Jasmina Zaloznik (SLO) and Brane Zorman (SLO) | Kritisch denken, politisch handeln. Sound überall hin schmuggeln

Die Wichtigkeit von Gleichheit innerhalb von Gruppen ist ein Grundstein von CONA – Institute For Contemporary Arts Processing, der in gewisser Weise in die Prinzipien und Methodik ihrer Arbeit eingeschrieben ist.
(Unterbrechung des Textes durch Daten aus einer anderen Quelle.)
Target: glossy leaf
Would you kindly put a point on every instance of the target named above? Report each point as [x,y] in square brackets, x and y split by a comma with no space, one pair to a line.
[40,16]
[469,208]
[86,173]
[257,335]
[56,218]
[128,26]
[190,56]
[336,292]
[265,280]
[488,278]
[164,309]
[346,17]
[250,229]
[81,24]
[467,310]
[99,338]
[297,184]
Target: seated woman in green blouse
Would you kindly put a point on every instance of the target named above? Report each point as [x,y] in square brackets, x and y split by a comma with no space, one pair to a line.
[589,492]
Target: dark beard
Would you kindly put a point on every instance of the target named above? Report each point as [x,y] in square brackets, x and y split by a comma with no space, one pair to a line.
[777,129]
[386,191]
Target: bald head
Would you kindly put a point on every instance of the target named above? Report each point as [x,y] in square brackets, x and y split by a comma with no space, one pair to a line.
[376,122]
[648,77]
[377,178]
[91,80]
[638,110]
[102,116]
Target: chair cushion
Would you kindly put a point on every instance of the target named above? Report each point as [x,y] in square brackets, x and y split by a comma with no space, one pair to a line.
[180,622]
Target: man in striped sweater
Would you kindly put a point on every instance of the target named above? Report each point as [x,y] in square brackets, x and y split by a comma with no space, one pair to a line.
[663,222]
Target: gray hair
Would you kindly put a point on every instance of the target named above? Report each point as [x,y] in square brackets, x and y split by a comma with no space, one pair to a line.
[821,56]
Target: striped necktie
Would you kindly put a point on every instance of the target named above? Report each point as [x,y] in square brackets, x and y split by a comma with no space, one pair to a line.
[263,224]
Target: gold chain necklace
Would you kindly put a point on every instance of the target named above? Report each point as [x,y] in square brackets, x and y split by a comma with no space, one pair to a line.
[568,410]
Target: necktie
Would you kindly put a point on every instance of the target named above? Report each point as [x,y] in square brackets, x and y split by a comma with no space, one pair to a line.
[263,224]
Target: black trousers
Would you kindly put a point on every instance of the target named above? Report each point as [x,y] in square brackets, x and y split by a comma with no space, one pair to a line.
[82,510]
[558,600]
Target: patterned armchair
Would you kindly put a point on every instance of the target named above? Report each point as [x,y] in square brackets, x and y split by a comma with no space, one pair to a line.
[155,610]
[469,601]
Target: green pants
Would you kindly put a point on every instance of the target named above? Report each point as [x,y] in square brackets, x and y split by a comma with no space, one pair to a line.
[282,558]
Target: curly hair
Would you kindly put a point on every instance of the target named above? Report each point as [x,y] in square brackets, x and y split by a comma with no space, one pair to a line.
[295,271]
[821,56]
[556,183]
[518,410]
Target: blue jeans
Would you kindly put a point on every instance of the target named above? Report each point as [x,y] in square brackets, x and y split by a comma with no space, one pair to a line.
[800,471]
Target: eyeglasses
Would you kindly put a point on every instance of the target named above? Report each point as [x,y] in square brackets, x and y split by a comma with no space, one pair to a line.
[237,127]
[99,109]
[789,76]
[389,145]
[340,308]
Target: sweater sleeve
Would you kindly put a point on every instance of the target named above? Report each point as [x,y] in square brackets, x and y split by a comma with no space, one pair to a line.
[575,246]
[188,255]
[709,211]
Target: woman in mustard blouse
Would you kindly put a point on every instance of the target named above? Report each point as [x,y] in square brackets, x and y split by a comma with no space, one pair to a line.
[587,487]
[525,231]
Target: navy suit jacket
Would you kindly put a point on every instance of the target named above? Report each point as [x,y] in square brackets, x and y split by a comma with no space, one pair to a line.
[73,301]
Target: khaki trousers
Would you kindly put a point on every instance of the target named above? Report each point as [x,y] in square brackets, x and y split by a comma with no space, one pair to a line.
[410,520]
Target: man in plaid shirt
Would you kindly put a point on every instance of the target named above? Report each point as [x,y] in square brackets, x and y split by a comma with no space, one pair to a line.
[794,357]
Dieses Prinzip setzt die Stärken von Individuen ein und verknüpft diese durch Projektentwicklung. Wir versuchen, Projekte so zu entwerfen und auszubauen, dass sie sich über einen längeren Zeitraum ausbreiten, um die Diskussion von entscheidender Fragestellungen innerhalb der Gesellschaft zu eröffnen. Die methodologischen Aspekte dieses individuellen als auch kollektiven Arbeitens wird anhand konkreter Beispiele präsentiert, die wir gemeinsam in den letzen vier Jahren konzipiert haben: Response Sound Maps / Walks, RFID, Walk the City, Field Frequency Flux.

Angeregt durch die Beobachtung von Mitteln der Technologie und der darin implizierten manipulativen Mittel wird in diesen Projekten eine Verbindung geschaffen zu transformativen Vorstellungen von öffentlichem Raum, die in verschiedenen Aspekten und Möglichkeiten in den ausgewählten Beispielen repräsentiert wird, und zwar durch beständiges Falten und Entfalten während des Prozesses des Arbeitens und Zusammenarbeitens: durch formatieren, erkunden, testen, platzieren, weiterentwickeln usw. In der Form eines Dialoges werden zwei leise, entfernte Stimmen ihre eigenen Kapazität und Methoden kritischen Denkens und politischen Handelns gemäß ihrer theoretischen und künstlerischen Kompetenzen reflektieren. (In einem Dialog werden Brane Zorman und Jasmina Zaloznik ihren individuellen Zugang und ihre Mitarbeit bei diesen Projekten darlegen.)